WILMINGTON, NC (WECT) – Reports of gang and gun violence in the city of Wilmington have quieted down, but the effort to permanently stop them persists through a community conversation.
The moderator of Monday night's forum called for challenges and solutions from the dozens seated at Cape Fear Community College's Union Station.
Many of the responses centered on the shared need of resources among numerous non-profits, church groups and government organizations.
Funding from federal, state and local grants can be a lengthy process, but Dr. Tim Markley, superintendent of New Hanover County Schools, said a steady stream of committed volunteers is always needed in the classroom, or any agency.
Will Tate is active in community outreach through his church. Though he lives in Hampstead, Tate said it was important that he attend the forum in downtown Wilmington.

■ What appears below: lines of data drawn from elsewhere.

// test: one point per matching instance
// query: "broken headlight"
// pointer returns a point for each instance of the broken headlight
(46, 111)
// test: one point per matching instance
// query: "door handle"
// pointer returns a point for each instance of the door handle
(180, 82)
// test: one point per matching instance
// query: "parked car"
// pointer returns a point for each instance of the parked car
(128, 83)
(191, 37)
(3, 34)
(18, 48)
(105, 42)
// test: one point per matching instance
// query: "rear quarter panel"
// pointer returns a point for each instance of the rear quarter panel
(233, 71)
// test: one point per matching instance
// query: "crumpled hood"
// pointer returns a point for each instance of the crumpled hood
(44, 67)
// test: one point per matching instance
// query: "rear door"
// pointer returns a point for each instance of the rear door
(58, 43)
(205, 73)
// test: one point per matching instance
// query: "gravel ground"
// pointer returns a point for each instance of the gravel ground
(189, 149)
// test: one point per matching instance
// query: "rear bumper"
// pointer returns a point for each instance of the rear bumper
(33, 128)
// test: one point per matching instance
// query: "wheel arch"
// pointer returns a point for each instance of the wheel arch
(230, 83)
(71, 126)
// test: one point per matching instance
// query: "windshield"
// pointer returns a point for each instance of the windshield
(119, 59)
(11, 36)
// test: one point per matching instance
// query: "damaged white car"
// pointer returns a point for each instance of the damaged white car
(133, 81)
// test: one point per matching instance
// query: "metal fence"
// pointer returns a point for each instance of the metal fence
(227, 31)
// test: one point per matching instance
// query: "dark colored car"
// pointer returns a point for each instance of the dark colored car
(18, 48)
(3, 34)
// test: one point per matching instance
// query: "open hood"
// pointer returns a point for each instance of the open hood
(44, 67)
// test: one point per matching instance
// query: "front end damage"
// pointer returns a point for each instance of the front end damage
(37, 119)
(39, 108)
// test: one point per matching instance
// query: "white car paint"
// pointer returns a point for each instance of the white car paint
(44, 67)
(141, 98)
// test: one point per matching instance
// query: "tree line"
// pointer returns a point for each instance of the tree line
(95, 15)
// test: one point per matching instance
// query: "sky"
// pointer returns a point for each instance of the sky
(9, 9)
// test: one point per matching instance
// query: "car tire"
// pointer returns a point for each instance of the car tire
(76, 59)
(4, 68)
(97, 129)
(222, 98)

"Problems that exist in Wilmington can easily move out to Hampstead," he said. "Some of them might already be there."
Some of them are still in Wilmington, according to Ashley Blake. A product of New Hanover High School, Blake graduated from Livingstone College. He returned to the Port City after working for the Department of Juvenile Justice for four years.
Blake said he doesn't see the same Wilmington that he once knew.
"When I was growing up it wasn't so crazy with gang violence and youth violence," said Blake. "The community would help each other out."
While the community conversations continue with several more planned in the series, Blake said everyone should remember the easiest way to make a difference in someone's life.
"I've learned some good points from just listening to the people – ex-offenders, ex-gang members and what they tell me," he said. "They need jobs. They need help."
Jobs, mental health and non-profits are all topics slated for separate forums in the near future. Dates and locations are still being finalized, so stay with us for more on these events.